In the comics Strange and Mordo studied together at the feet of the Ancient One… until Mordo, driven by jealousy, killed the Ancient One to assume the mantle of the Sorcerer Supreme. Ejiofor wanted to find something a little different inside Mordo for the movie.

“I don’t think of him as a kind of envious or jealous entity,” he said. “I think he’s much purer than that. That’s what I mean by the comics create a slightly more two dimensional aspect. But the place, Kamar-Taj, what it means and what it means to Mordo, is so strong and his defense of it is so deep and his loyalty is so committed–to the ideas of Kamar-Taj, to the reality of Kamar-Taj, and to the Ancient One that he would react to any perceived threat but it wouldn’t come from a place of envy but from a place of protection and loyalty.”

That threat, in the first film, comes in the form of Kaecilius, a profoundly obscure character from Doctor Strange comics. Nobody on set wanted to say too much about Kaecilius, who is being played by Mads Mikkelsen, but we did get some hints that he perhaps was answering to a higher power.

“What we wanted was a character that was rooted in the real,” said Derrickson.  “This is certainly what I was pitching from the beginning was an antagonist who was rooted in the real world who had, so that there could be an intimate relatability between Strange and his adversary. But who was empowered by something else, by something otherworldly, and connected to something else otherworldly - which comes straight from the comics.

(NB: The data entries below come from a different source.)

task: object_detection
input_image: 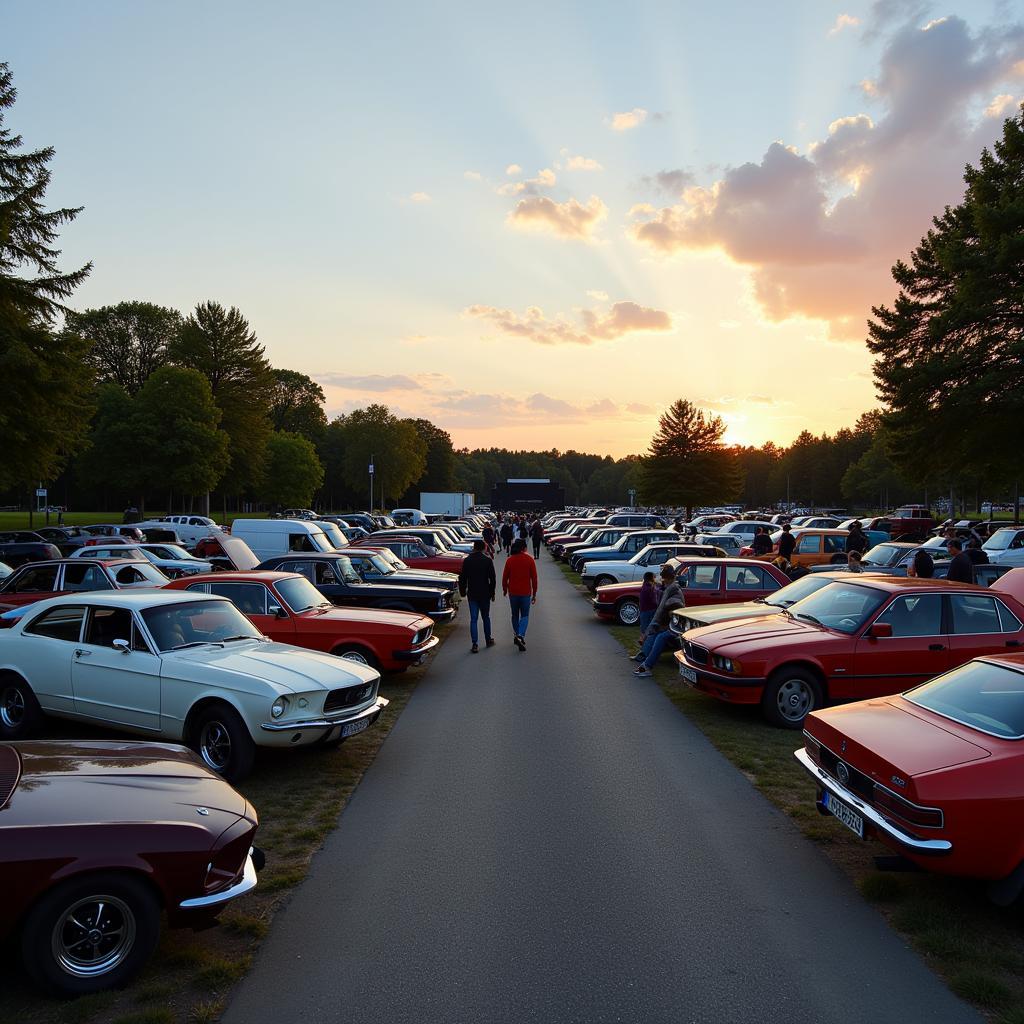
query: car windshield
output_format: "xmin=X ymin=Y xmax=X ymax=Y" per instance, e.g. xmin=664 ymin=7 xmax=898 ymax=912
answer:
xmin=786 ymin=582 xmax=886 ymax=634
xmin=764 ymin=574 xmax=835 ymax=608
xmin=903 ymin=662 xmax=1024 ymax=739
xmin=142 ymin=600 xmax=262 ymax=651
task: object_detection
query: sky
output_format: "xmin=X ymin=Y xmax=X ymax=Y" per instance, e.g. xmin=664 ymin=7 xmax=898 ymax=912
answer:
xmin=6 ymin=0 xmax=1024 ymax=457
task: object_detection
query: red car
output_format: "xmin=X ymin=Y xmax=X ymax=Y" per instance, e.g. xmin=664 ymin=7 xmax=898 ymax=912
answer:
xmin=592 ymin=558 xmax=790 ymax=626
xmin=167 ymin=572 xmax=437 ymax=672
xmin=0 ymin=740 xmax=262 ymax=995
xmin=676 ymin=569 xmax=1024 ymax=729
xmin=796 ymin=654 xmax=1024 ymax=906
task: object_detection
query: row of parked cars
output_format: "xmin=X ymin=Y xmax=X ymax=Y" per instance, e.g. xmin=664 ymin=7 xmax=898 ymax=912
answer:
xmin=547 ymin=513 xmax=1024 ymax=905
xmin=0 ymin=507 xmax=495 ymax=995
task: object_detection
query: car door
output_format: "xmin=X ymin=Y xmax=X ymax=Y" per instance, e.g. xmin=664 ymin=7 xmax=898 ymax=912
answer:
xmin=851 ymin=594 xmax=951 ymax=699
xmin=71 ymin=605 xmax=160 ymax=732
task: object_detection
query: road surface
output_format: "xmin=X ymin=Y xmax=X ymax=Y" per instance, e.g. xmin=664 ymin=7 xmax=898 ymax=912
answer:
xmin=224 ymin=554 xmax=981 ymax=1024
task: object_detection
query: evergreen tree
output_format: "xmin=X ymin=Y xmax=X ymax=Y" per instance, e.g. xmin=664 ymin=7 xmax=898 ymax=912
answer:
xmin=0 ymin=63 xmax=91 ymax=489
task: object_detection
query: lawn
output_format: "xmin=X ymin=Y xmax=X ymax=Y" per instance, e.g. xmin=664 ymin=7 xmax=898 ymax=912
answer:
xmin=559 ymin=563 xmax=1024 ymax=1024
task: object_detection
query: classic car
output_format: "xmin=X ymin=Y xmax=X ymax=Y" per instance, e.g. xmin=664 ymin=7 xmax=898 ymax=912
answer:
xmin=0 ymin=589 xmax=389 ymax=779
xmin=167 ymin=571 xmax=437 ymax=672
xmin=676 ymin=570 xmax=1024 ymax=729
xmin=0 ymin=740 xmax=262 ymax=996
xmin=796 ymin=654 xmax=1024 ymax=906
xmin=256 ymin=548 xmax=456 ymax=623
xmin=0 ymin=561 xmax=168 ymax=611
xmin=581 ymin=537 xmax=725 ymax=591
xmin=592 ymin=555 xmax=790 ymax=626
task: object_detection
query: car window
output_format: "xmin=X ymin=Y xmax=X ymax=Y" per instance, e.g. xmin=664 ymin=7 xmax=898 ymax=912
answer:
xmin=877 ymin=594 xmax=943 ymax=637
xmin=949 ymin=594 xmax=1001 ymax=635
xmin=25 ymin=604 xmax=85 ymax=643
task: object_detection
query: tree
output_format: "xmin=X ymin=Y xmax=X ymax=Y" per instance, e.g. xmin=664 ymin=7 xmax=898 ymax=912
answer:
xmin=169 ymin=302 xmax=273 ymax=494
xmin=262 ymin=430 xmax=324 ymax=508
xmin=0 ymin=63 xmax=92 ymax=489
xmin=66 ymin=302 xmax=181 ymax=394
xmin=640 ymin=399 xmax=742 ymax=510
xmin=270 ymin=370 xmax=327 ymax=445
xmin=867 ymin=105 xmax=1024 ymax=479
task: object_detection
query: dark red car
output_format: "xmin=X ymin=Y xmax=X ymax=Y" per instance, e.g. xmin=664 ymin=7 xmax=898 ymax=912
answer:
xmin=676 ymin=569 xmax=1024 ymax=729
xmin=0 ymin=740 xmax=261 ymax=995
xmin=167 ymin=571 xmax=437 ymax=672
xmin=796 ymin=654 xmax=1024 ymax=906
xmin=592 ymin=558 xmax=790 ymax=626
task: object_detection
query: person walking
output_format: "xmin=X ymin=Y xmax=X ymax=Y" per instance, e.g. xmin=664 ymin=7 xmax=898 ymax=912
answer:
xmin=502 ymin=537 xmax=537 ymax=652
xmin=459 ymin=541 xmax=498 ymax=654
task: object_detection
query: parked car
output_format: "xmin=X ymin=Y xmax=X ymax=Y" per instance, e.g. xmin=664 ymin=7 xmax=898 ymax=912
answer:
xmin=0 ymin=589 xmax=389 ymax=779
xmin=0 ymin=561 xmax=168 ymax=611
xmin=592 ymin=555 xmax=790 ymax=626
xmin=167 ymin=571 xmax=437 ymax=672
xmin=250 ymin=552 xmax=455 ymax=623
xmin=677 ymin=570 xmax=1024 ymax=728
xmin=0 ymin=740 xmax=262 ymax=996
xmin=796 ymin=653 xmax=1024 ymax=906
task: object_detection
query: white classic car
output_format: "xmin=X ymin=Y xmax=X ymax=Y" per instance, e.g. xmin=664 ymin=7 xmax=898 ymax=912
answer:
xmin=0 ymin=591 xmax=388 ymax=779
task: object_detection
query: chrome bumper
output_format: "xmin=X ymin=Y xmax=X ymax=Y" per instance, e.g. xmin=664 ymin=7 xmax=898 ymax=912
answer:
xmin=260 ymin=697 xmax=390 ymax=732
xmin=178 ymin=849 xmax=256 ymax=910
xmin=793 ymin=746 xmax=953 ymax=855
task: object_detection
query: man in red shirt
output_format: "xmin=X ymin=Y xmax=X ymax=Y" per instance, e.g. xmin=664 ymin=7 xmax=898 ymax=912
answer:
xmin=502 ymin=538 xmax=537 ymax=651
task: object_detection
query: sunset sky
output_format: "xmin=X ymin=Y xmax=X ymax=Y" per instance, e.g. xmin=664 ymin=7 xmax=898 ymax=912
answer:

“I always loved the Sauron-Saruman idea in Lord of the Rings, even though you never see Sauron, except I think in the prologue, but what a presence and what a power.  And we do more than that with this other dimensional power.  But it, I like that idea.  So that Strange wasn’t combating something huge and fantastical all the way through the movie that had no human relatability.”

So Kaecilius is the Saruman to someone’s Sauron. Who could it be? Well, as we were looking over some of the props from the movie with prop master Barry Gibbs, we saw some books with some arcane symbols on them. Gibbs talked about the meaning of a few of those symbols. One, it turned out, was the symbol for Dread. Could it be the Dread Dormammu?

“Could be,” Gibbs said with typical Marvel crypticness, and then he laughed.